Müslüman köktendinciliği

İslam bir dinin adıdır, dolayısıyla aktörlere endeksli bir tanım olarak müslüman köktenciliği kavramını öne çıkarmak gerekir. köktendincilik veya Radikal İslam, İslami kavramların uç derecede muhafazakâr yorumu için kullanılmaktadır. İslami köktendincilikte Kur'an'ın ve hadislerin yoruma yer bırakmadan, tam anlamıyla kelimesi kelimesine uygulanması esastır. İslami köktendincilik sadece İslamın bireysel uygulamalarıyla ilgili olabileceği gibi, cemaatler veya daha büyük sosyal gruplar seviyesinde de olabilir. İslami köktendincilik, çoğunlukla Müslüman ülkelerde yer alan çok sayıda dinî hareket ve politik partiyi tanımlamakta kullanılmaktadır. El-Kaide ve Hizbullah gibi bazı radikal İslamcı gruplar ise çok sayıda ülke tarafından terörist olarak tanımlanmaktadır. İslami köktendincilik terimi zaman zaman İslamî kuralların Batı ülkelerinde devletin seküler kanunlarının üstünde tutulması isteklerini kapsayacak şekilde de kullanılır.

Köktendinci şiddet

Köktendinci şiddet, yaptığı yıkıcı eylemleri bir dine dayayan şiddet türüne verilen addır.

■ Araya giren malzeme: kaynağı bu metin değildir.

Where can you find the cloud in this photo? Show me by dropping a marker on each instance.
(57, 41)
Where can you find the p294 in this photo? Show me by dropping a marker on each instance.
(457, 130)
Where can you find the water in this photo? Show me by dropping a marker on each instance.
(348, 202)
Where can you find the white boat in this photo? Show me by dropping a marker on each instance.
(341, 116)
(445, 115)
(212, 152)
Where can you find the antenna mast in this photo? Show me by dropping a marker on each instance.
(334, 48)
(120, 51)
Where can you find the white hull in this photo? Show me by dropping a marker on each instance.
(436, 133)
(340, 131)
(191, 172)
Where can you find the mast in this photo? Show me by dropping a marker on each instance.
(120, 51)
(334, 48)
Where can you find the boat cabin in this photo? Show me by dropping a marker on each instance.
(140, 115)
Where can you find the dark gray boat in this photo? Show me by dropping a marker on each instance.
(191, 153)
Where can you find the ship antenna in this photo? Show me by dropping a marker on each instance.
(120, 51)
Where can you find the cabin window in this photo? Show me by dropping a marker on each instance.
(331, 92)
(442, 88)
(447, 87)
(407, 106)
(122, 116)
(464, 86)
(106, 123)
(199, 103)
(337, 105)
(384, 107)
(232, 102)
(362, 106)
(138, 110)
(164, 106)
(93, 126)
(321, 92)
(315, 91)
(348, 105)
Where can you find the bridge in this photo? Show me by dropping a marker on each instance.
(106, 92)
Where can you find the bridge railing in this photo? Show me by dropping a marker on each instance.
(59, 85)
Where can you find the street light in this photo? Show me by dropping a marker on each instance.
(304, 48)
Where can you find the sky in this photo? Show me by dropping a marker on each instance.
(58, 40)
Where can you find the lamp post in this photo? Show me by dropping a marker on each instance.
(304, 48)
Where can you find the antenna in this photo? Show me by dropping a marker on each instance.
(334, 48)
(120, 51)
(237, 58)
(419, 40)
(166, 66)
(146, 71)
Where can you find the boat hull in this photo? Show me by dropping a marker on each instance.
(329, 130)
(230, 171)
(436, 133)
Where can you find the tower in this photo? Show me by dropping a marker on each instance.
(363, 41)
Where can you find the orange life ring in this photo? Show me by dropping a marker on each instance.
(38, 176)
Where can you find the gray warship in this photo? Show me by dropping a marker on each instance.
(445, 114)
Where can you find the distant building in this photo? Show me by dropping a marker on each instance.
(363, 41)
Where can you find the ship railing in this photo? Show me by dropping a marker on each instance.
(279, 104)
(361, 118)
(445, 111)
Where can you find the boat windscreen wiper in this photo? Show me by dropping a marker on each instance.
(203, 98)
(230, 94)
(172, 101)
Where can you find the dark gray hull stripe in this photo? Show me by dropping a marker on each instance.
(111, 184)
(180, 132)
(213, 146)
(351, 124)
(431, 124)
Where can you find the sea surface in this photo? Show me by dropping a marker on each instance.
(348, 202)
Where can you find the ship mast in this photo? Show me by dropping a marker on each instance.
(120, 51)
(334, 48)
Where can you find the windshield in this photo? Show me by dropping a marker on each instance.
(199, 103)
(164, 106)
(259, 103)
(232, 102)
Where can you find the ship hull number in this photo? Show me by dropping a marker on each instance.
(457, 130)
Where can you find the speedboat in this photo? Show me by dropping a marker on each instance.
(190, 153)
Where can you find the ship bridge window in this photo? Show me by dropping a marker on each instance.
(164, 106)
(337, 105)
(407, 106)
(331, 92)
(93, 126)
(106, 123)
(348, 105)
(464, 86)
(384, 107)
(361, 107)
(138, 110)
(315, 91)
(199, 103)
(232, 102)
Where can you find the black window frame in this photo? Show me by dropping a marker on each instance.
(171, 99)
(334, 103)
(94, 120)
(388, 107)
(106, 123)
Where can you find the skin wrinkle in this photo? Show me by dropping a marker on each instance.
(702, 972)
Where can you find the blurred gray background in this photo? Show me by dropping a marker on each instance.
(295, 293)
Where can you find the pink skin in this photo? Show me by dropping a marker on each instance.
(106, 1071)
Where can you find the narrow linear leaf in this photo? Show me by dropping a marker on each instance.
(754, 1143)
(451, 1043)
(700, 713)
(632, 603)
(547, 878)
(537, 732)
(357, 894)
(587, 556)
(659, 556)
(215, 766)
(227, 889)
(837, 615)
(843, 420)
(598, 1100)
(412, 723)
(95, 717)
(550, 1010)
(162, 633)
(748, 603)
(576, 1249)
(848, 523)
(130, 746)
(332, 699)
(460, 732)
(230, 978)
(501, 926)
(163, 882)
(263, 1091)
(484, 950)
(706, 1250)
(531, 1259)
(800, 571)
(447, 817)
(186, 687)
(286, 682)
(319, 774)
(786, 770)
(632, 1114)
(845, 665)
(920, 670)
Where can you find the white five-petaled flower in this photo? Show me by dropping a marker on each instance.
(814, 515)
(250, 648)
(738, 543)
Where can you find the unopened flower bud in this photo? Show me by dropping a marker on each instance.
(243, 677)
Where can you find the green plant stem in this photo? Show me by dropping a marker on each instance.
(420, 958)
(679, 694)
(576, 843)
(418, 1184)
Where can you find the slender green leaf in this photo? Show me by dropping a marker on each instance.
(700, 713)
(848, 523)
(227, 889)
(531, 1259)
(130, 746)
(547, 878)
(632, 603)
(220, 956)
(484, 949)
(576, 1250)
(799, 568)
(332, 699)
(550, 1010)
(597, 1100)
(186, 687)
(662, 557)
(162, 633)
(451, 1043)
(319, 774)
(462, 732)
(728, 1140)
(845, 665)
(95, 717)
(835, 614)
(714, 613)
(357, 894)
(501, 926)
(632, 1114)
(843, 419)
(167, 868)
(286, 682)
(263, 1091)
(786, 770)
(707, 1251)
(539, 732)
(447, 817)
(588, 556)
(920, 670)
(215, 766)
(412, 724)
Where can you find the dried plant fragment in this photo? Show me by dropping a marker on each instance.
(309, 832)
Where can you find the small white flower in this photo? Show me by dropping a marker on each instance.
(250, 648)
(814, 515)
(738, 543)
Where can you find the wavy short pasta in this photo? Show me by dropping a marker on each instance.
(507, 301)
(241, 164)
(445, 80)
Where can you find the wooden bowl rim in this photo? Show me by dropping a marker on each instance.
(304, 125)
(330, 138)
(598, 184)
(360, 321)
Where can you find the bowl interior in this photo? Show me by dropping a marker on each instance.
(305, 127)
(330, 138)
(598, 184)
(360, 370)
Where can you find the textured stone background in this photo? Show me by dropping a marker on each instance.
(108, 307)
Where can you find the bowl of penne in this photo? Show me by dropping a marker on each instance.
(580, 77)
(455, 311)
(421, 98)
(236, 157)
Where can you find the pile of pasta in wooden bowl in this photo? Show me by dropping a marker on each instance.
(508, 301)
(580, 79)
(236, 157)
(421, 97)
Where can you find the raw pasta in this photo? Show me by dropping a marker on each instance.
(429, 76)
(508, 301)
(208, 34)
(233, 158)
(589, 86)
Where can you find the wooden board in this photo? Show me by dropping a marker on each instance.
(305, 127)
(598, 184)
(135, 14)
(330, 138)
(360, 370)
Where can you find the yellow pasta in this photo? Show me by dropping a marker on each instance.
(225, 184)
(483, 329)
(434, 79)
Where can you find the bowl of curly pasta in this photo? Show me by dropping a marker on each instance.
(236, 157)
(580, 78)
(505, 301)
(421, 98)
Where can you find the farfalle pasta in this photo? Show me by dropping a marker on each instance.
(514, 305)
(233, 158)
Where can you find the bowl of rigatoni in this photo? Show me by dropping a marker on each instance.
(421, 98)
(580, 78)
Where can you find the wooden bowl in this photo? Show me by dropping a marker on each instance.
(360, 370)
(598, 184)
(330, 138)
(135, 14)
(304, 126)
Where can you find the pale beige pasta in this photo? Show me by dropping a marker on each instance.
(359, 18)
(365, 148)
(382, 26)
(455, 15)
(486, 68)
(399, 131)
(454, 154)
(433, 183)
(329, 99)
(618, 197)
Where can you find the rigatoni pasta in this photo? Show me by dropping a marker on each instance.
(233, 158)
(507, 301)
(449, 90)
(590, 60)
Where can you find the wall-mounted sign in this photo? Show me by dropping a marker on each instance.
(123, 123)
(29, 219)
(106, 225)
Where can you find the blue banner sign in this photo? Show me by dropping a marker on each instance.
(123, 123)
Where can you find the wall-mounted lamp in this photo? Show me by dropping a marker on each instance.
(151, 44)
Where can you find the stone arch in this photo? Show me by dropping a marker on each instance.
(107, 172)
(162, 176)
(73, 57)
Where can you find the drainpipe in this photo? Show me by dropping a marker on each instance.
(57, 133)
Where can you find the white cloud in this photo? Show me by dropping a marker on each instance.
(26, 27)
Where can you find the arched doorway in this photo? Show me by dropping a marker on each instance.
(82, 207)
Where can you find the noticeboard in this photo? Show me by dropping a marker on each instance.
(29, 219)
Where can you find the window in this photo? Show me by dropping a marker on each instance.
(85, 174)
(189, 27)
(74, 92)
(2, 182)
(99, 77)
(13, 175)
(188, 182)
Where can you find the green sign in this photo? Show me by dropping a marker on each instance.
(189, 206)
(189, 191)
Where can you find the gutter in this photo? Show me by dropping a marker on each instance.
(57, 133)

Şiddet her ne kadar semavi dinlerin öğretilerinde doğrudan yer almasa da kutsal metinlerde geçen çeşitli salıkların şiddeti gerçekleştirenin kendisi tarafından ya da dinde imtiyaz sahibi zümreler tarafından, planlanan şiddete alet olmak için gönüllü olan bir cemaate kötü amaç doğrultusunda yorumlanmasıyla ortaya çıkar.